As today in so many fields, computation is the main part of the algorithm and takes too much time in execution of the algorithm, it is necessary to parallelize the computation or reduce execution time. GPUs are widely used in (HPC) High Performance Computing
. To achieve speedup, either we can increase clock frequency or multiple computation cores on the same chip. The clock speeds have reached the physical limit, so the use of many cores is the only way left to achieve speedup. As the GPU
is growing demand of the Game Industry and large scientific computations, efforts have been made to take advantages to gain maximum utilization of the GPUs in computation. Though GPUs are widely used in Supercomputers today, they are not code transparent because one has to sit and code the algorithms in CUDA C
to run them on nvidia GPU
. So if we can have some middleware that converts the C programs to CUDA, the end user gets transparency. I tried to develop a prototype compiler using ANTLR
in visual studio that converts the C programs in CUDA C language. The thesis describes the literature survey in CUDA, different performance optimization strategies to reduce execution time, the Pattern approach to develop a translator for source code to source code translation on the basis of selection of codes using patterns, platforms to code such translator and platform comparison and choice and algorithm of translation. The Compiler Architecture and its implementation details are widely described in thesis. The thesis describes implementation of the complete C2CUDATranslator
, testing and analysis of the developed compiler. The compiler takes input of C program and generates CUDA program. The thesis demonstrates the pattern approach for language to language translation and the compiler flow architecture. C2CUDATranslator
covers a new way or a framework to implement new analysis algorithms to detect dependencies in the code. The thesis also covers neural network design for compiler learning and optimization of the translated code. The Neural Network helps compiler to take decision for selection of transformation and translation. Finally, the thesis covers outcome of the compiler, converted programs list, evaluation using parboil benchmark suite, performance graph of converted programs. It is concluded that the C2CUDATranslator saves 95% of the development time in selected cases. C2CUDATranslator
converts C code to CUDA. It is also a framework to develop analysis and dependency checking algorithms for other developers.
C2CUDATranslator
is very easy to work with. Developers are required to know C, CUDA C in detail in advance before using C2CUDATranslator
. Additionally they are required to know ANTLR
compulsory.
C2CUDATranslaor
is like a framework to develop and test various code analysis algorithms in the field of source code to source code translation.
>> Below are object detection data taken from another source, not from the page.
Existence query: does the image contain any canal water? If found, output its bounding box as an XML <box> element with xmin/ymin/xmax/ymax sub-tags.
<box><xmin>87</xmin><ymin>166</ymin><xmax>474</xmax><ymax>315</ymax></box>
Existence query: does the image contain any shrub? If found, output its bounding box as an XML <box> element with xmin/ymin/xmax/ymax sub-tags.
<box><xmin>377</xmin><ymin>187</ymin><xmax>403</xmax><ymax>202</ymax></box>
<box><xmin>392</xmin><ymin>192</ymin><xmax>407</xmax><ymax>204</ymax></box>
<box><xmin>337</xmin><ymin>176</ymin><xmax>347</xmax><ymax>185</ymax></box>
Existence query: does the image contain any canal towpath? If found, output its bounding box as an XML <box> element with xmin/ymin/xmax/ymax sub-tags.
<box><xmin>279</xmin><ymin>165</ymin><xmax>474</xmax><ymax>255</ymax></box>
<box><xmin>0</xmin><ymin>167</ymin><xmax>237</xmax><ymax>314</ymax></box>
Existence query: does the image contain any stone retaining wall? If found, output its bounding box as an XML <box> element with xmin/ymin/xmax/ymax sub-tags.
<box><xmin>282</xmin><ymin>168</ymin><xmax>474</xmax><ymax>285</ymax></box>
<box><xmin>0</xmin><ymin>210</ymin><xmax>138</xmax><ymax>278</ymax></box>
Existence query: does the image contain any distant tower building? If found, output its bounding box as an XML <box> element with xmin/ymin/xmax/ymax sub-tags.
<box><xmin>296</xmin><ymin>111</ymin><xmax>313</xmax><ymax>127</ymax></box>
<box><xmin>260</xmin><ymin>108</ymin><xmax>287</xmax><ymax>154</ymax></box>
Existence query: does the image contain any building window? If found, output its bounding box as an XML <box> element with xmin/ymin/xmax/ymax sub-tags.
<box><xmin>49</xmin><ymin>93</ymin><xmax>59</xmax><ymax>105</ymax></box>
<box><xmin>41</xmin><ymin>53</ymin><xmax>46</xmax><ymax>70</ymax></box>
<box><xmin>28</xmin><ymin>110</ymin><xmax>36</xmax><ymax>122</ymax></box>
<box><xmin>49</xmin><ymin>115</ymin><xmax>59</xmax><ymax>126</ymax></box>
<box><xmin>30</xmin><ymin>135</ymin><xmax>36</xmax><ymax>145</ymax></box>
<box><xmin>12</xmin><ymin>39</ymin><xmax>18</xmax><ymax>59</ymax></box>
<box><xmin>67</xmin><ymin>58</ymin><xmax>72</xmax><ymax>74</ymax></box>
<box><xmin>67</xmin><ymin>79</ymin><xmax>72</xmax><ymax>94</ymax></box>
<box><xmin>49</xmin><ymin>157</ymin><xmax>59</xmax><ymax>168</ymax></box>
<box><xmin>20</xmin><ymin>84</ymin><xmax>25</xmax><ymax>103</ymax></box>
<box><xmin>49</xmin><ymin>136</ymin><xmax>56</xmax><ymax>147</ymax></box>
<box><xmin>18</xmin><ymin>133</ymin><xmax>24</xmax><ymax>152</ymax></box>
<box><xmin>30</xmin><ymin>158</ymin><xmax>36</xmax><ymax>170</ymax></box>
The design of the project is shown below. Developers can see the Visual 2008 Solution project as given design on project website.
Thesis Website
http://sites.google.com/a/nirmauni.ac.in/a/nirmauni.ac.in/cudacodes
In C2CUDATranslator
there is a file "Analysis.cs"
which contains analysis algorithms. One can write his/her own algorithm in this file as a class or new function and can call in the parser. But the namespace must be C2CUDAranslator.Analysis
.
Similarly, C2CUDATranslator.Translation
is the framework that contains classes and codes for translation. Developers will find FOR
, BLOCK
etc. classes. They may contain properties like LOOP.index
, LOOP.IsNestLoop
etc.
Developers can use collections those contains readonly, write-only variables and can use them in conditions in making analysis algorithms.
C2CUDATranslator
is very easy to use. Users are required to know C in advance before using C2CUDATranslator
.
Input.file - input to translator (C File)
Output.file - output of the translator (CUDA File)
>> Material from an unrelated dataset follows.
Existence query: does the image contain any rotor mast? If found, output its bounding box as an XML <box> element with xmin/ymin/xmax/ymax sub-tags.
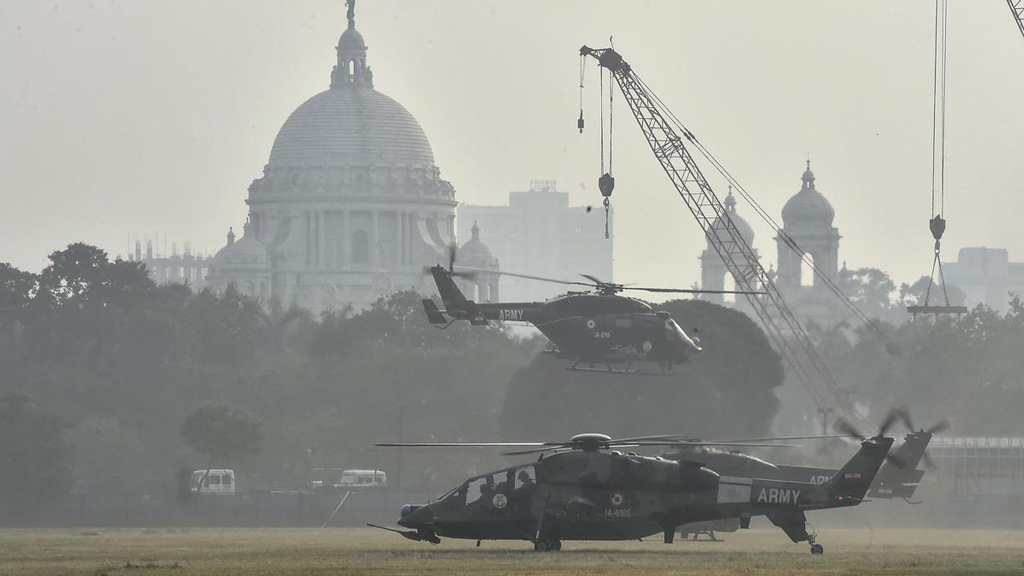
<box><xmin>580</xmin><ymin>46</ymin><xmax>862</xmax><ymax>420</ymax></box>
First, copy C program to input.file and run the translator. After running the translator copy CUDA code that has been converted or copy content of output.file. Put them in CUDA project. Run the project.
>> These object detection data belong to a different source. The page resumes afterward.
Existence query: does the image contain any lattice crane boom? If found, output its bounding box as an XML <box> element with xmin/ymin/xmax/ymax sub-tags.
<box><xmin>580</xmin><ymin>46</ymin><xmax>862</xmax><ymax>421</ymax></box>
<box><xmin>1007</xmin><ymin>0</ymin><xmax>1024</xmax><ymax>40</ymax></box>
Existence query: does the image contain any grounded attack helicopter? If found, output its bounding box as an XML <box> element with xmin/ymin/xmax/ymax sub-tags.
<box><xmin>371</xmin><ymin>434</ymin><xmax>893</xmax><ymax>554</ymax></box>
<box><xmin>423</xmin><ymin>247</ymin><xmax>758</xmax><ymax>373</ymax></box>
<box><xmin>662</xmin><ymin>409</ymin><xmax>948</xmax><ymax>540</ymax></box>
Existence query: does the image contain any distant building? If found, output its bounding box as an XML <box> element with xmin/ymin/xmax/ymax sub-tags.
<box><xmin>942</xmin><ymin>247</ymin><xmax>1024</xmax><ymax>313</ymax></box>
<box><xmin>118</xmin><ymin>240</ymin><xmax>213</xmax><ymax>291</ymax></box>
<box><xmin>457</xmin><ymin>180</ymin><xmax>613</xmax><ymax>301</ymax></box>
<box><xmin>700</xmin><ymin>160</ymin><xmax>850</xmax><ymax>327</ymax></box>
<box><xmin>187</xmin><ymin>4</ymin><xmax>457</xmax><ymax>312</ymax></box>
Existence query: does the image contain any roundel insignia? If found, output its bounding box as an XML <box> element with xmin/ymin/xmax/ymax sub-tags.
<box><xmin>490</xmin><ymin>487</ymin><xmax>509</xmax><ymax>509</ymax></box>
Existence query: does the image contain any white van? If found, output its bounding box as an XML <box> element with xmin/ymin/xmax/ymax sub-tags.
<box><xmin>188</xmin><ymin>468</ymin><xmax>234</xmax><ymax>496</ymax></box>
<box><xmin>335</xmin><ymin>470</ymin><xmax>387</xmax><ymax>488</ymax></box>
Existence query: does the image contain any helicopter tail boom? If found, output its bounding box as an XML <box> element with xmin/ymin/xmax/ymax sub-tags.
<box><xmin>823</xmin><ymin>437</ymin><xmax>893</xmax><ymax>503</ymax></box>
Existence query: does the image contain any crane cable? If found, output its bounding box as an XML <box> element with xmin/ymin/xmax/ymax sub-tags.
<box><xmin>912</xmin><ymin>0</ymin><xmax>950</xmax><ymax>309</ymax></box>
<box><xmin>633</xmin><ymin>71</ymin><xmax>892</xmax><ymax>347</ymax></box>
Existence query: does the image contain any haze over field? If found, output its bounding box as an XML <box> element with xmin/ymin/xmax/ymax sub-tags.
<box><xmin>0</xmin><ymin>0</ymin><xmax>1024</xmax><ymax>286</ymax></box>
The kernel is the code to be ported on the GPU. So, First identify the code you want to run on GPU. It may be some computation code such as loops. Now, write "#pragma kernel start"
before that code and at the end of the code write "#pragma kernel end"
.
Example
#pragma kernel start
for (i = 1; i <= 100; ++i)
{
for (j = 0; j < 100; ++j)
{
a [i ] [j ] = b[i ] [j ] + c[i ] [j ];
}
}
#pragma kernel end
Kernel variables are the variables which are copied to/from host/devices. User can specify them in their code by writing "kernel"
in the declaration of that variable.
Example
int a [100 ] [100 ];
int b [100 ] [100 ];
int c [100 ] [100 ];
a,b & c arrays are used in kernel. So, we will write them as
kernel int a[100 ] [100 ];
kernel int b[100 ] [100 ];
kernel int c[100 ] [100 ];
If there are some local variables in the kernel code, they does not need to be copied to/from host/device. They can be initialized in GPU. We can write "local kernel"
before the declaration statements of them.
Example
int n=3;
int P=100;
n & P are local variables used in kernel region. So, we will write them as
local kernel int n=3;
local kernel int P=100;